Article classique gaétan 20-12-2019
Au nom de la loi, les produits à base d’huile de palme ne peuvent plus bénéficier d’exonération fiscale en France, à partir du 1er janvier 2020. Mais au nom des intérêts du groupe pétrolier Total, le gouvernement est en train de rouvrir grand la porte à l’utilisation de cette matière première particulièrement nocive pour les écosystèmes. L’extraction d’huile de palme est une cause majeure de déforestation et de dérèglement climatique.
Il y a un an, un amendement à la loi de finances 2019 a exclu les biocarburants « à base d’huile de palme » de la liste ouvrant droit à un taux réduit de la taxe générale sur les activités polluantes (TGAP) – appelée à être remplacée par une taxe incitative relative à l’incorporation de biocarburants (TIRIB).
« L’huile de palme ne sera jamais durable. On transporte par tanker des centaines de milliers de tonnes d’huile de palme depuis l’Asie du Sud-Est vers les pays d’Europe. En termes de coût carbone, c’est une horreur », expliquait alors le rapporteur de l’amendement, le député Modem Bruno Millienne. Le texte a été voté contre l’avis du gouvernement.
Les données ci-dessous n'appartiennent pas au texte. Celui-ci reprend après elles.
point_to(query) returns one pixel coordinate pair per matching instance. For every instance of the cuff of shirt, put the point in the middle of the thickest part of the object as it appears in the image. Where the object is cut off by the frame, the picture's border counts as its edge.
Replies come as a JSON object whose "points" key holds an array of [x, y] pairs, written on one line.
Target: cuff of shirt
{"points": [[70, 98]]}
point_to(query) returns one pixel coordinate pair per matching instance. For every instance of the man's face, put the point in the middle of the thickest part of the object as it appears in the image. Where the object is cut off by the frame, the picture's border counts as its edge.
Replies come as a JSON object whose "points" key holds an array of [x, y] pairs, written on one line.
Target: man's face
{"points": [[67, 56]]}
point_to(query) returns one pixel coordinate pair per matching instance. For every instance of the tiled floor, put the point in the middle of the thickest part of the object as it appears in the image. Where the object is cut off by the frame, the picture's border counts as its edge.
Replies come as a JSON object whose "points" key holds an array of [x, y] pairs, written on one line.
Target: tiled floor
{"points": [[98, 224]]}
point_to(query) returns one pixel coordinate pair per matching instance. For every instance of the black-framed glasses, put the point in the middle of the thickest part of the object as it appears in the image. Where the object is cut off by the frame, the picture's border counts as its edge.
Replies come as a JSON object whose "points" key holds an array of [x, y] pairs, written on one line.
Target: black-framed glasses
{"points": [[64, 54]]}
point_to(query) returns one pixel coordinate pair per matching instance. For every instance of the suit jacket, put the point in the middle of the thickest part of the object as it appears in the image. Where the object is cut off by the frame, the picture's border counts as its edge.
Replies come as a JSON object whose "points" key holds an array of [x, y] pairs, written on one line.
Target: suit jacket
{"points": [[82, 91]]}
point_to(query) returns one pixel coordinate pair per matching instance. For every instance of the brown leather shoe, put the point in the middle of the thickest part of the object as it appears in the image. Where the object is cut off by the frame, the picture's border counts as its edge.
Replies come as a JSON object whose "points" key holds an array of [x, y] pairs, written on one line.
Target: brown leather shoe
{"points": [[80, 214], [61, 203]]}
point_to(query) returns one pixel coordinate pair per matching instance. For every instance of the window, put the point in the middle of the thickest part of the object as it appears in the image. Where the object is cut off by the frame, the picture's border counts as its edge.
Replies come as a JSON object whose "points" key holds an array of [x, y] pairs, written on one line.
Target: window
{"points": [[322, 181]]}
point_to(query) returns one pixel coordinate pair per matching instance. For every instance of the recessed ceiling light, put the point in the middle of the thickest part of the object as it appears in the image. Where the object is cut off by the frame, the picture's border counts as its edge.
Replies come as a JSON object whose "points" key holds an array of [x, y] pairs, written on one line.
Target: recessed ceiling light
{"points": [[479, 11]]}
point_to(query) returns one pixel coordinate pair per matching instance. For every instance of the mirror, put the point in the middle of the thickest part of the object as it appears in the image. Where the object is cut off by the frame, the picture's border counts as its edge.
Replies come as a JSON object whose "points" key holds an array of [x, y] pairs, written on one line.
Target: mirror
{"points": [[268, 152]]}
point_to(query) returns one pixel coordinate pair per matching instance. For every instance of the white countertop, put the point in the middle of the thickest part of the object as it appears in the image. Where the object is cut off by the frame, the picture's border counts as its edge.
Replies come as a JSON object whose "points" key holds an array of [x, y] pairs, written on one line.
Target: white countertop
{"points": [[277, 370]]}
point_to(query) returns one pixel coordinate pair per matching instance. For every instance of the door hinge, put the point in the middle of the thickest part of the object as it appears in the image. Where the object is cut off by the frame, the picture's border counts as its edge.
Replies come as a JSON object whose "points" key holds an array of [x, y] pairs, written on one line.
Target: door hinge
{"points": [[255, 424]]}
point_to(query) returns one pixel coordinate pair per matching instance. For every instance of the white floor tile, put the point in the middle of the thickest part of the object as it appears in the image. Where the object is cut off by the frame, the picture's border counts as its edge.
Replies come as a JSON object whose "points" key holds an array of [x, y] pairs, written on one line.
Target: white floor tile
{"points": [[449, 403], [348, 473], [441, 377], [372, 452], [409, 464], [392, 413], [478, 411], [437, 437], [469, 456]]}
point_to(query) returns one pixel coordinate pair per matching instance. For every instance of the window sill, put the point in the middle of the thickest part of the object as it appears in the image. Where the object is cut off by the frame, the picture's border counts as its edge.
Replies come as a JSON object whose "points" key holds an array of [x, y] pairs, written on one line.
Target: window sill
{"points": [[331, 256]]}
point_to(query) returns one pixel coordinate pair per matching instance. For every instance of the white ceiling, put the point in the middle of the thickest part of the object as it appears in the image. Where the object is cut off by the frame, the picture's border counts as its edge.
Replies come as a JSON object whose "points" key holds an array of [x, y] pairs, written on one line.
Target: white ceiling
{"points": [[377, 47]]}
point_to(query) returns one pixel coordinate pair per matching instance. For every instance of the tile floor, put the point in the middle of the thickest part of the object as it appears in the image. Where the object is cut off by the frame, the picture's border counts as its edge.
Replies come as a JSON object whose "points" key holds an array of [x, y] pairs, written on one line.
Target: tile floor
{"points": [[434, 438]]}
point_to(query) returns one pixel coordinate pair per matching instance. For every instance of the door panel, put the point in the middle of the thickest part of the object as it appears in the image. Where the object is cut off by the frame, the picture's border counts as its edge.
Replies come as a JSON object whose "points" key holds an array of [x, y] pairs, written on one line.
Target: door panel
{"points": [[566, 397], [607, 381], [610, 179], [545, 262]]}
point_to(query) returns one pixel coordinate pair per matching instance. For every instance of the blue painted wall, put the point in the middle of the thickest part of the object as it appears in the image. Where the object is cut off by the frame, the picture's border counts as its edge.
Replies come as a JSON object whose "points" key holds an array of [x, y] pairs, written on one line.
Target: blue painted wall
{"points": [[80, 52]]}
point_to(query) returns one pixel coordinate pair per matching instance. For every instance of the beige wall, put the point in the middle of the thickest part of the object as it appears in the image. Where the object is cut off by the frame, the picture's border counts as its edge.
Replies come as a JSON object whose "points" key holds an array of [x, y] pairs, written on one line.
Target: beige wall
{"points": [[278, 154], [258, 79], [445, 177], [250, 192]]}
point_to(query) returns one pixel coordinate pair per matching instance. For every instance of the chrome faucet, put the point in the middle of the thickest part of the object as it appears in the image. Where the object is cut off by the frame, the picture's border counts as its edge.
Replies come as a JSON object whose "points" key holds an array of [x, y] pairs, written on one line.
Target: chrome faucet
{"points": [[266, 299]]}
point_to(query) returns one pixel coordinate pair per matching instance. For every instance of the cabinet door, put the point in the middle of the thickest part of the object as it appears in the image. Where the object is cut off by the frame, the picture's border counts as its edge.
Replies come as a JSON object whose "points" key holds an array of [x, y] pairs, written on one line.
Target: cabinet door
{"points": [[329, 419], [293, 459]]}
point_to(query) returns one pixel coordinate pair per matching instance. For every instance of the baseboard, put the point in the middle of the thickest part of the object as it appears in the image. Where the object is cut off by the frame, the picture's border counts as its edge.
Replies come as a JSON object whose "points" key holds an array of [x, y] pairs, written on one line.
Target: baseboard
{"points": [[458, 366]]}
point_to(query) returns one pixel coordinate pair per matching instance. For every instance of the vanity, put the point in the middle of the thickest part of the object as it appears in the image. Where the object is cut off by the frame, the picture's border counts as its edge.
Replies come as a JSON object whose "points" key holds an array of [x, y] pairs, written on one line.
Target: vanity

Pourtant, en fin d’après-midi de cette même journée du 19 décembre, alors que la note de la direction des douanes était déjà rédigée, le cabinet de la ministre de la transition écologique Élisabeth Borne expliquait par écrit à Mediapart et l’AFP qu’« il n’y aura pas de décision en catimini sur les critères de durabilité des PFAD ». Et qu’« une concertation large et transparente se tiendra début janvier avec les acteurs économiques comme avec les associations environnementales ».
À la question de Mediapart, « le gouvernement ouvre-t-il la porte à l’utilisation des PFAD par la raffinerie de Total La Mède ? », le ministère de la transition écologique a répondu : « Non, le gouvernement souhaite d’abord qu’une concertation se tienne début janvier. » Il était pourtant en train de se passer exactement le contraire de ce qu’essayait de nous faire croire la communication gouvernementale.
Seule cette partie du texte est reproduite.